As previously mentioned, finding positives from this global pandemic isn’t an easy task. However, people – and by proxy businesses – have a long track record of adapting to change and the current situation does at least give businesses the opportunity to prepare robustly for the future.

And how that plays out in Derbyshire will undoubtedly be nuanced, as Scott explains.

‘Many of the Government’s interventions went far further than I thought they would, but you look at Derby as a city, then a few miles out you reach the market towns and then you’re at the rural business community so you need different levers to pull; there’s definitely no one-size-fits-all support.

‘Government is about a blanket approach from a national perspective, but locally it is about having bespoke programmes. We have one at the moment focusing on rural businesses, helping them embrace new ways of working – how they can invest in digital infrastructure, for example – so that whether Covid turns out to be a one-off or a recurring event, firms will be better prepared around business continuity.

‘Similarly, how do our businesses work from home without missing a beat or how can they continue in their places of work? Getting a handle on these important elements helps ensure everyone will be better prepared. We will all learn from this experience, painful as it has been, and will be more resilient as a result – which helps protect jobs and allows our communities here in Derbyshire to thrive.’ It would take a brave person to predict how the future will unfold in the coming months and years and it’s highly likely that the challenges of 2020 will have far-reaching implications for some time to come. From a continuity perspective business leaders, Scott suggests, have been given plenty of food for thought. ‘I think many businesses will adopt a hybrid model going forward,’ he argues.

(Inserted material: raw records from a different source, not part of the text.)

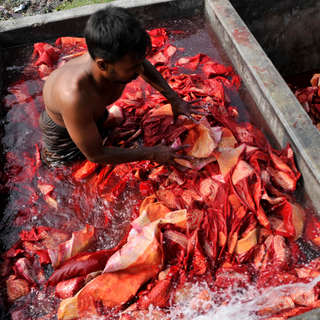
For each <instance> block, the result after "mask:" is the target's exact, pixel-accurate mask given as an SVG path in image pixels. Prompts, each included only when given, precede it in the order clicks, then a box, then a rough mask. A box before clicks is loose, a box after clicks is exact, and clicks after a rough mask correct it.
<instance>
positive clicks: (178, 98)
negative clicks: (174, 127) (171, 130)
mask: <svg viewBox="0 0 320 320" xmlns="http://www.w3.org/2000/svg"><path fill="white" fill-rule="evenodd" d="M201 100H202V99H201V98H200V99H196V100H192V101H189V102H188V101H185V100H183V99H182V98H180V97H178V98H176V99H175V100H174V101H171V106H172V113H173V123H175V122H176V121H177V119H178V117H179V115H182V114H183V115H185V116H186V117H188V118H189V119H190V120H192V121H193V122H194V123H198V121H197V120H196V119H195V118H194V117H193V116H192V114H199V115H202V116H205V115H207V113H206V112H202V111H199V110H197V109H201V108H202V107H201V106H193V105H192V104H193V103H195V102H198V101H201Z"/></svg>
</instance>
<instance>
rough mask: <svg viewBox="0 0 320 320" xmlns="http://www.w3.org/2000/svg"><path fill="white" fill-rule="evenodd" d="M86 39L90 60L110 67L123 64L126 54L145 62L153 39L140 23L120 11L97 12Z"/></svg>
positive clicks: (134, 58) (115, 9) (89, 24)
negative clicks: (139, 59)
mask: <svg viewBox="0 0 320 320" xmlns="http://www.w3.org/2000/svg"><path fill="white" fill-rule="evenodd" d="M85 38H86V42H87V45H88V51H89V54H90V56H91V58H92V59H93V60H95V59H96V58H102V59H103V60H104V61H105V62H107V63H115V62H117V61H121V60H122V59H123V57H124V56H125V55H126V54H130V55H131V56H132V58H133V59H142V58H143V57H145V55H146V54H147V53H148V52H149V51H150V49H151V40H150V37H149V35H148V33H147V32H146V31H145V30H144V28H143V27H142V25H141V23H140V21H139V20H138V19H136V17H135V16H134V15H133V14H131V13H130V12H129V11H127V10H125V9H123V8H119V7H106V8H105V9H101V10H99V11H97V12H95V13H94V14H93V15H92V16H91V17H90V19H89V20H88V22H87V25H86V28H85Z"/></svg>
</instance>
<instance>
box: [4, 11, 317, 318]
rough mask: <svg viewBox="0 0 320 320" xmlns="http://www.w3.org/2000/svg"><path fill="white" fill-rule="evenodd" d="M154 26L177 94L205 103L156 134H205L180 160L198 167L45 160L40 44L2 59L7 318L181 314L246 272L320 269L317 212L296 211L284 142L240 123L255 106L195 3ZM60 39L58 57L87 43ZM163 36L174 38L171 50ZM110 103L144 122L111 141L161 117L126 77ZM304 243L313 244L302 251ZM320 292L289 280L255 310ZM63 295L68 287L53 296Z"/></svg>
mask: <svg viewBox="0 0 320 320" xmlns="http://www.w3.org/2000/svg"><path fill="white" fill-rule="evenodd" d="M157 26H159V22H158V23H157ZM149 27H150V30H151V29H152V27H153V26H152V25H150V26H149ZM161 27H166V28H167V30H164V29H161V30H157V31H152V32H151V35H152V37H153V44H154V52H153V54H152V56H150V57H149V58H150V60H151V61H152V62H153V63H154V64H155V65H156V66H157V67H158V69H159V70H160V71H161V72H162V73H163V75H164V77H166V79H167V81H169V83H170V84H171V85H172V86H173V87H174V88H175V90H176V91H177V92H178V93H179V94H181V95H182V96H184V98H186V99H189V100H191V99H194V98H197V97H199V96H200V97H202V101H201V102H200V105H201V106H202V107H203V108H204V110H207V111H208V113H209V115H208V117H207V118H203V119H201V120H200V119H199V120H200V124H199V125H198V126H197V127H195V126H194V125H192V124H191V123H188V121H184V122H183V121H182V122H181V123H183V126H184V127H185V129H184V131H183V132H181V133H179V134H178V133H177V130H180V129H181V127H180V129H179V128H178V127H174V126H173V127H171V128H170V135H167V136H166V139H167V140H168V142H172V141H173V140H174V143H175V144H179V143H182V144H184V143H187V141H190V142H191V144H192V145H193V146H196V145H202V146H204V147H202V148H194V147H193V148H191V149H190V150H188V152H190V154H194V155H197V157H198V158H199V159H197V161H195V162H194V163H187V164H186V163H183V165H185V166H187V167H189V168H190V167H192V168H194V169H192V170H189V169H188V170H187V171H186V172H185V173H182V172H180V171H178V170H174V171H173V173H172V174H170V175H169V173H168V172H167V171H166V170H165V169H164V168H162V167H158V166H157V165H156V164H152V163H150V162H149V161H145V162H141V163H132V164H125V165H119V166H116V167H112V166H104V165H103V166H102V165H95V164H91V163H88V162H87V161H85V162H82V163H81V162H76V163H74V164H71V165H70V166H67V167H63V168H56V169H49V168H48V167H46V165H44V164H43V163H42V162H41V159H40V151H41V149H42V147H43V146H42V140H41V134H40V132H39V126H38V118H39V115H40V113H41V111H42V110H43V108H44V106H43V101H42V93H41V92H42V86H43V80H41V78H45V77H46V76H47V75H48V74H49V72H50V68H48V65H50V61H49V60H45V59H47V57H45V58H44V57H43V56H42V54H43V52H42V47H41V48H40V47H39V45H38V46H36V48H38V49H37V50H38V51H37V52H36V53H35V55H34V56H33V57H32V52H31V51H32V50H30V48H26V51H27V52H28V53H29V54H28V55H27V56H28V57H31V58H30V59H31V60H30V64H28V65H27V66H25V65H24V64H23V63H22V64H21V62H20V61H19V60H17V65H15V66H14V67H13V66H12V67H10V66H9V67H6V68H7V70H6V74H5V76H4V77H3V79H4V81H7V83H10V82H13V83H12V84H10V85H8V86H7V92H6V93H5V94H4V103H5V111H6V116H5V120H4V121H3V129H4V131H3V137H2V143H3V149H4V156H5V161H4V162H3V163H4V166H3V171H2V178H3V186H2V189H1V191H2V196H3V197H4V199H6V205H5V208H4V210H3V218H2V222H1V240H2V242H3V249H4V250H3V251H5V250H7V251H6V252H5V253H4V255H3V260H4V262H3V263H2V265H1V275H2V280H1V295H0V297H1V302H2V305H3V306H4V307H5V308H6V310H7V312H9V313H11V315H12V319H18V318H19V319H21V320H22V319H56V318H57V311H58V309H59V312H58V317H59V319H67V318H68V319H76V318H82V319H88V318H90V317H91V318H92V317H93V318H96V319H115V318H119V317H120V315H119V312H120V311H124V310H126V309H127V308H129V310H130V312H129V311H128V309H127V312H125V314H124V315H122V316H121V319H142V318H143V317H144V316H149V317H151V318H154V319H155V318H157V319H168V318H169V317H170V312H171V311H172V310H173V309H174V311H175V315H176V317H179V318H180V319H181V317H183V312H182V311H181V312H180V313H179V308H181V306H186V304H187V305H188V308H190V309H192V310H193V312H194V313H193V315H192V316H193V318H194V317H196V315H200V314H203V313H206V312H208V311H210V308H212V307H213V305H220V306H221V305H225V304H227V303H228V302H229V301H230V300H231V297H232V295H233V294H234V293H236V292H239V291H245V289H246V288H247V286H248V285H249V284H250V285H253V286H256V290H257V291H258V290H264V289H265V288H266V287H269V286H270V287H272V286H279V285H281V284H292V283H299V282H303V283H304V282H310V281H311V280H312V279H314V278H316V277H318V276H319V275H320V272H319V271H318V270H319V269H320V264H319V261H318V260H317V259H315V258H316V257H317V254H318V253H319V252H318V246H319V244H320V240H319V239H320V238H319V233H318V230H319V228H318V224H319V222H318V220H317V219H316V218H314V216H312V217H311V218H310V220H307V222H306V223H305V226H304V228H305V230H306V232H305V234H304V235H303V222H304V220H305V214H306V213H305V211H304V210H303V209H302V208H301V207H300V205H298V204H297V203H296V195H295V194H294V191H295V190H296V183H297V180H298V179H299V176H300V174H299V172H298V171H297V169H296V167H295V164H294V158H293V153H292V149H291V148H290V146H289V145H288V146H287V147H286V148H285V149H284V150H283V151H282V152H280V151H276V150H274V149H272V148H271V146H270V145H269V143H268V141H267V140H266V138H265V137H264V136H263V134H262V132H261V131H260V130H259V129H257V128H255V127H254V126H252V125H251V124H249V122H251V123H253V124H258V125H259V121H261V119H260V120H259V119H255V118H254V119H253V118H251V117H250V115H249V113H248V112H247V111H246V108H245V105H244V103H243V102H242V101H243V99H242V97H243V96H245V94H246V90H245V89H240V87H239V85H240V79H239V77H238V76H237V75H236V74H234V71H233V69H232V68H228V67H229V65H230V64H229V61H228V59H227V57H226V55H225V54H224V53H223V51H221V50H220V45H219V44H218V42H217V40H216V39H215V38H214V37H213V36H212V37H211V36H210V35H209V34H208V30H207V27H206V25H205V22H204V19H203V17H202V16H199V17H195V18H193V19H188V18H185V19H181V20H179V21H166V22H163V23H162V25H161ZM59 41H60V44H57V45H55V49H56V50H57V51H58V49H57V48H59V50H60V51H59V57H60V58H59V59H60V62H61V61H62V60H63V59H62V58H61V57H66V55H70V54H74V53H79V52H84V51H85V46H84V45H83V44H81V41H82V40H81V39H80V40H79V39H67V40H66V39H60V40H59ZM61 41H62V42H63V41H65V42H66V43H65V44H61ZM161 41H163V43H162V42H161ZM52 44H54V42H52ZM167 44H172V45H174V46H175V48H178V51H177V52H176V54H175V55H174V56H170V57H169V51H170V50H168V47H166V45H167ZM68 46H69V47H68ZM67 47H68V48H67ZM39 48H40V49H39ZM75 48H76V49H75ZM164 48H166V50H167V51H163V49H164ZM179 48H181V49H180V50H179ZM182 48H183V50H182ZM200 48H201V53H202V55H198V54H199V50H200ZM45 49H46V50H48V52H49V50H51V49H52V50H54V49H53V48H52V47H49V46H45ZM171 49H172V47H171ZM46 50H43V51H46ZM52 50H51V51H52ZM70 50H71V51H70ZM46 52H47V51H46ZM48 52H47V53H48ZM170 52H171V51H170ZM47 53H46V54H47ZM39 55H40V56H41V57H40V59H42V61H44V60H45V61H46V64H43V63H40V62H39V60H37V59H38V58H39ZM51 58H52V57H51ZM51 58H50V59H51ZM181 58H184V59H181ZM4 59H6V57H4ZM12 59H14V58H12ZM43 59H44V60H43ZM52 59H53V60H55V59H54V58H52ZM163 59H164V60H165V62H163ZM36 61H38V63H37V62H36ZM53 62H54V64H55V65H57V64H58V63H59V62H57V61H53ZM36 64H38V66H36ZM7 66H8V64H7ZM20 66H21V67H20ZM11 71H16V75H15V74H14V73H12V72H11ZM181 73H182V74H184V75H181ZM17 75H18V78H19V79H15V77H16V76H17ZM16 80H18V81H16ZM187 82H188V83H189V85H188V86H186V85H185V84H186V83H187ZM141 87H142V88H143V90H141V89H139V88H141ZM129 98H130V99H129ZM246 99H247V100H246ZM246 99H245V100H246V102H248V103H249V102H250V99H249V98H246ZM128 101H129V103H128ZM117 103H118V104H119V105H121V106H122V107H123V109H124V112H125V115H126V121H125V122H124V123H123V124H121V125H120V126H119V128H118V129H119V130H118V133H119V132H121V130H124V128H127V127H128V126H129V125H130V126H132V127H133V128H135V129H136V130H138V129H139V128H140V123H142V127H143V129H144V135H143V136H141V135H138V138H137V139H132V141H130V139H128V140H127V141H122V140H121V139H119V136H117V135H114V136H112V139H111V138H110V140H109V141H108V140H107V143H108V144H109V145H111V144H112V145H116V146H121V145H124V146H126V147H130V146H133V145H135V144H136V145H141V144H142V143H143V142H144V143H145V144H148V143H151V142H150V141H151V140H152V139H154V138H156V137H158V135H159V137H160V136H161V134H160V133H159V132H156V133H155V134H151V135H150V136H148V135H147V134H146V132H148V129H149V126H151V125H152V121H153V120H154V119H156V120H159V121H164V122H165V121H167V120H168V117H170V115H168V114H167V113H166V111H165V109H163V108H162V109H161V108H159V109H157V112H158V115H156V114H153V115H152V116H151V117H147V115H148V114H150V113H151V112H153V108H154V107H155V105H157V107H160V106H162V107H163V105H164V104H165V101H163V98H161V97H160V96H159V95H158V94H157V93H156V92H154V91H153V90H152V89H151V88H150V87H148V86H147V85H145V84H143V83H142V82H139V81H137V82H133V83H132V84H130V85H129V86H128V88H127V90H126V92H125V93H124V96H123V99H120V101H119V102H117ZM138 115H139V116H138ZM157 116H159V118H157ZM142 118H143V120H142ZM134 119H135V120H134ZM235 119H236V120H235ZM129 120H130V121H129ZM240 123H242V124H240ZM152 141H153V140H152ZM188 143H189V142H188ZM210 148H211V149H210ZM208 150H210V151H208ZM213 158H214V159H213ZM143 209H144V210H143ZM139 214H140V217H139V219H136V218H137V217H138V216H139ZM134 219H135V220H134ZM132 220H134V221H133V222H132V226H133V228H132V226H131V225H130V224H129V222H131V221H132ZM130 229H132V230H131V231H130V234H129V235H128V232H129V230H130ZM302 235H303V237H302V238H301V236H302ZM127 237H128V238H127ZM298 238H299V239H298ZM122 239H123V241H121V240H122ZM297 239H298V240H297ZM301 239H303V241H302V240H301ZM294 240H297V242H295V241H294ZM120 241H121V242H120ZM119 242H120V244H119ZM118 244H119V247H117V248H115V249H114V250H110V249H113V248H114V247H115V246H116V245H118ZM301 247H303V249H304V250H307V251H308V250H309V251H308V252H307V253H309V254H310V257H309V259H308V257H307V256H306V254H305V253H304V252H303V251H302V249H301ZM120 248H122V249H121V250H120ZM108 249H109V250H108ZM115 252H116V254H114V253H115ZM312 259H313V260H312ZM128 260H130V263H129V264H128V262H127V261H128ZM308 260H312V261H311V262H310V263H309V264H308V265H307V264H306V263H307V262H308ZM52 266H53V267H54V268H55V272H54V273H53V269H52ZM97 271H99V272H100V273H101V271H103V274H102V275H100V273H98V274H97ZM52 273H53V274H52ZM49 276H51V277H50V280H48V278H49ZM91 279H93V280H92V281H91V282H89V280H91ZM198 282H204V283H206V285H207V288H206V290H202V291H201V292H199V293H197V294H196V295H194V296H192V295H190V294H189V291H190V288H191V286H193V285H194V284H195V283H198ZM85 283H87V285H86V286H84V285H85ZM45 286H46V289H44V287H45ZM83 287H84V289H83V291H81V292H80V293H79V294H78V296H77V297H73V296H74V294H76V293H77V292H78V291H79V290H80V289H81V288H83ZM119 288H120V289H119ZM99 290H100V291H99ZM117 290H120V291H121V294H119V292H118V291H117ZM54 291H55V292H54ZM98 291H99V292H100V293H101V295H100V294H97V293H96V292H98ZM71 297H73V298H71ZM318 297H319V288H318V287H317V286H316V285H315V287H314V288H313V289H312V290H311V292H307V293H306V292H303V293H302V294H300V295H299V294H298V295H295V296H292V295H290V292H289V293H288V294H287V295H284V296H283V297H282V298H281V299H280V300H279V301H276V302H275V303H274V304H272V305H270V306H268V307H265V308H261V310H258V311H257V310H256V311H255V316H256V319H258V318H260V319H261V318H266V317H268V316H271V315H274V314H277V315H279V317H280V319H286V318H288V317H290V316H293V315H297V314H300V313H303V312H306V311H308V310H311V309H314V308H317V307H319V300H318ZM66 298H71V300H63V302H62V303H61V304H60V302H61V300H62V299H66ZM108 299H109V300H108ZM68 301H69V302H70V301H72V303H75V301H76V305H77V306H76V307H75V308H74V307H72V303H71V302H70V303H71V305H70V304H68V303H69V302H68ZM73 305H74V304H73ZM151 305H153V306H157V307H160V308H161V310H152V308H151V309H150V306H151ZM170 307H171V308H170ZM281 317H282V318H281ZM173 318H174V316H173ZM185 319H188V318H187V317H185Z"/></svg>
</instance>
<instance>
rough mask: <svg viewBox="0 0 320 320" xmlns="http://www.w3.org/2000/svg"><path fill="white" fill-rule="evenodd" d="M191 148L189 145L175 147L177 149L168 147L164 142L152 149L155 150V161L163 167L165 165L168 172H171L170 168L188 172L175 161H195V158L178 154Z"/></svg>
mask: <svg viewBox="0 0 320 320" xmlns="http://www.w3.org/2000/svg"><path fill="white" fill-rule="evenodd" d="M189 147H190V145H189V144H186V145H183V146H179V147H175V148H171V147H167V146H166V143H165V141H164V140H162V142H161V143H160V144H158V145H157V146H154V147H150V148H153V161H154V162H157V163H159V164H161V165H164V166H165V167H166V169H167V170H168V172H171V169H170V166H173V167H175V168H177V169H179V170H181V171H185V170H186V168H185V167H183V166H181V165H180V164H178V163H177V162H175V161H174V159H185V160H193V159H194V157H191V156H185V155H181V154H177V152H178V151H180V150H182V149H185V148H189Z"/></svg>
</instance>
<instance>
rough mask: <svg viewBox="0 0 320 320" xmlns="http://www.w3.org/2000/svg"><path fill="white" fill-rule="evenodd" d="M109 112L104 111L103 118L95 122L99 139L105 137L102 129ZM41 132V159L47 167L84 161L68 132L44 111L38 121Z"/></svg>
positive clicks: (107, 110)
mask: <svg viewBox="0 0 320 320" xmlns="http://www.w3.org/2000/svg"><path fill="white" fill-rule="evenodd" d="M108 115H109V112H108V110H107V109H105V112H104V114H103V116H102V117H101V118H100V119H99V120H98V121H97V122H96V125H97V127H98V130H99V133H100V135H101V138H102V139H104V138H105V137H106V136H107V133H108V131H107V130H106V129H104V128H103V124H104V122H105V121H106V120H107V118H108ZM39 125H40V128H41V131H42V137H43V142H44V149H43V151H42V159H43V160H44V161H45V162H46V163H47V164H48V165H49V166H59V165H63V164H65V163H66V162H72V161H74V160H76V159H85V156H84V154H83V153H82V152H81V151H80V149H79V148H78V147H77V145H76V144H75V143H74V142H73V140H72V139H71V137H70V135H69V133H68V130H67V129H66V128H64V127H62V126H60V125H58V124H57V123H55V122H54V121H53V120H52V119H51V118H50V116H49V115H48V113H47V111H46V110H44V111H43V112H42V114H41V116H40V119H39Z"/></svg>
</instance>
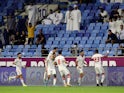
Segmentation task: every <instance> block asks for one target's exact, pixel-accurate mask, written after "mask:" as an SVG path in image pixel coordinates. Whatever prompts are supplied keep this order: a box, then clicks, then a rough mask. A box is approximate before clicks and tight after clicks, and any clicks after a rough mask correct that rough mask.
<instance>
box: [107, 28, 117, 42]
mask: <svg viewBox="0 0 124 93" xmlns="http://www.w3.org/2000/svg"><path fill="white" fill-rule="evenodd" d="M106 43H112V44H114V43H119V41H118V38H117V36H116V35H115V34H114V33H112V31H111V30H108V39H107V40H106Z"/></svg>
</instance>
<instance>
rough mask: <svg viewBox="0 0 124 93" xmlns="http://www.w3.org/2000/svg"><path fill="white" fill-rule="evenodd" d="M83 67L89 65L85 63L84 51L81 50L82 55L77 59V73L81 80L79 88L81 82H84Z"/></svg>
mask: <svg viewBox="0 0 124 93" xmlns="http://www.w3.org/2000/svg"><path fill="white" fill-rule="evenodd" d="M83 65H87V63H86V61H85V56H84V51H83V50H81V51H80V55H79V56H78V57H77V59H76V66H77V71H78V73H79V74H80V75H79V78H78V84H79V86H80V85H81V81H82V78H83V76H84V73H83Z"/></svg>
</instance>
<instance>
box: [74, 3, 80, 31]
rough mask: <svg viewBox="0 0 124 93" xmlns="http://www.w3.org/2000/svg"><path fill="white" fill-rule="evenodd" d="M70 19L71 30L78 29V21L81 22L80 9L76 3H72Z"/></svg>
mask: <svg viewBox="0 0 124 93" xmlns="http://www.w3.org/2000/svg"><path fill="white" fill-rule="evenodd" d="M72 19H73V21H72V22H73V31H74V30H78V31H80V23H81V11H80V10H79V9H78V6H77V5H74V10H73V11H72Z"/></svg>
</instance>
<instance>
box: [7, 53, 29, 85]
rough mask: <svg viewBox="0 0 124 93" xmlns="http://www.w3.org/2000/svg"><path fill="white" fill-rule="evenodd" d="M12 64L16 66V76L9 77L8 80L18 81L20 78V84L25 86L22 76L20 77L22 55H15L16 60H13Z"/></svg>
mask: <svg viewBox="0 0 124 93" xmlns="http://www.w3.org/2000/svg"><path fill="white" fill-rule="evenodd" d="M13 64H14V65H15V66H16V73H17V76H11V77H9V80H11V79H14V78H16V79H18V78H20V81H21V83H22V85H23V86H27V85H26V84H25V83H24V79H23V76H22V71H21V70H22V67H23V66H22V54H21V53H18V54H17V58H16V59H15V60H14V62H13Z"/></svg>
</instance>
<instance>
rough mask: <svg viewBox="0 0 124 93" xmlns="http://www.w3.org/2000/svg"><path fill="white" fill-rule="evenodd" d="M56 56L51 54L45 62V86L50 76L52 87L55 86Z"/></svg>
mask: <svg viewBox="0 0 124 93" xmlns="http://www.w3.org/2000/svg"><path fill="white" fill-rule="evenodd" d="M55 56H56V54H55V53H53V54H52V55H51V56H50V57H49V58H47V59H46V61H45V69H46V74H47V76H46V78H47V79H46V84H47V83H48V81H49V79H50V76H51V75H53V76H54V79H53V86H55V85H56V70H55V65H54V60H55Z"/></svg>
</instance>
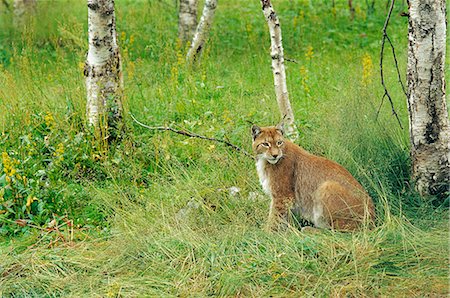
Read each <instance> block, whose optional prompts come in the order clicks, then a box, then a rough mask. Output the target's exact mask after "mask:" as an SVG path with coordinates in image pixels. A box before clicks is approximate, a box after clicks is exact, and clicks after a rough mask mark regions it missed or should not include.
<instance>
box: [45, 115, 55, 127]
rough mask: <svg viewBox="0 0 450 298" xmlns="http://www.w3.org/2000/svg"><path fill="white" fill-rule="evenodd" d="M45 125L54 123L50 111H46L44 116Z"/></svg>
mask: <svg viewBox="0 0 450 298" xmlns="http://www.w3.org/2000/svg"><path fill="white" fill-rule="evenodd" d="M44 121H45V125H47V126H48V127H52V126H53V125H54V124H55V118H53V115H52V113H50V112H47V114H45V116H44Z"/></svg>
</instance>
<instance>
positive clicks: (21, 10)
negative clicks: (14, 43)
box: [14, 0, 36, 26]
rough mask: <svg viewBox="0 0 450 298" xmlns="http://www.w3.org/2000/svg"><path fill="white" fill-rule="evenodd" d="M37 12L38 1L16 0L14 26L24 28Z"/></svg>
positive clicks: (15, 0) (14, 16)
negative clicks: (23, 27) (24, 24)
mask: <svg viewBox="0 0 450 298" xmlns="http://www.w3.org/2000/svg"><path fill="white" fill-rule="evenodd" d="M35 12H36V0H14V25H15V26H22V25H23V24H24V23H25V20H26V19H27V17H29V16H30V15H33V14H34V13H35Z"/></svg>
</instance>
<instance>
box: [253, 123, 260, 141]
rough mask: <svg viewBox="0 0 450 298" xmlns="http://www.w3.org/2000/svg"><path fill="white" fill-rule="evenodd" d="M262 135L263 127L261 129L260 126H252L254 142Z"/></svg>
mask: <svg viewBox="0 0 450 298" xmlns="http://www.w3.org/2000/svg"><path fill="white" fill-rule="evenodd" d="M260 133H261V127H259V126H258V125H253V126H252V137H253V141H254V140H255V139H256V137H257V136H258V135H259V134H260Z"/></svg>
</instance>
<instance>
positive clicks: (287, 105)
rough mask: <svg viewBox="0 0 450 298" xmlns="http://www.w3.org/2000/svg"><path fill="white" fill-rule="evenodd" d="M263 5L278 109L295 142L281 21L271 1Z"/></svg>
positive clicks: (261, 1)
mask: <svg viewBox="0 0 450 298" xmlns="http://www.w3.org/2000/svg"><path fill="white" fill-rule="evenodd" d="M261 4H262V9H263V13H264V17H265V18H266V21H267V25H268V26H269V34H270V55H271V57H272V71H273V79H274V85H275V94H276V97H277V102H278V108H279V109H280V113H281V117H283V118H284V125H285V130H286V135H287V136H288V137H289V138H290V139H292V140H294V141H295V140H296V139H297V138H298V131H297V127H296V126H295V122H294V113H293V112H292V108H291V103H290V101H289V94H288V90H287V84H286V71H285V68H284V52H283V44H282V38H281V27H280V21H279V19H278V16H277V14H276V13H275V11H274V9H273V7H272V4H271V3H270V0H261Z"/></svg>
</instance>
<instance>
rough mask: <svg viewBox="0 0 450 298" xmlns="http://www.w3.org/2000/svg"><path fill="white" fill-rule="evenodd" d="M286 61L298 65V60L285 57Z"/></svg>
mask: <svg viewBox="0 0 450 298" xmlns="http://www.w3.org/2000/svg"><path fill="white" fill-rule="evenodd" d="M284 61H287V62H292V63H295V64H298V62H297V60H295V59H291V58H288V57H286V56H284Z"/></svg>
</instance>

‘I was always quite willing to drive up and down the M1, but none of the technologies we are now using instead of physically meeting are brand new. Microsoft Teams, Zoom; they’ve both been around a while. I could have been using these rather than burning carbon footprint and losing time. A lot of businesses have recognised working from home can be very productive, but can also be isolating at times. As a business we have been back in the offices a few weeks and we have had really positive feedback with staff welcoming that hybrid working pattern – in the office two or three days a week and home two or three days a week.

‘Everybody has had time to reflect. Lockdown accelerated a lot of firms’ IT strategies from two to three years to “get it done this weekend”. Remote working is here to stay, but I don’t think it is the panacea people thought it might be at the start. There is value in seeing your colleagues and in engaging face-to-face; I think most will continue some form of hybrid delivery.’

Businesses and their people will no doubt take these current challenges in their stride and the resilient business community we have here in Derbyshire will be no exception.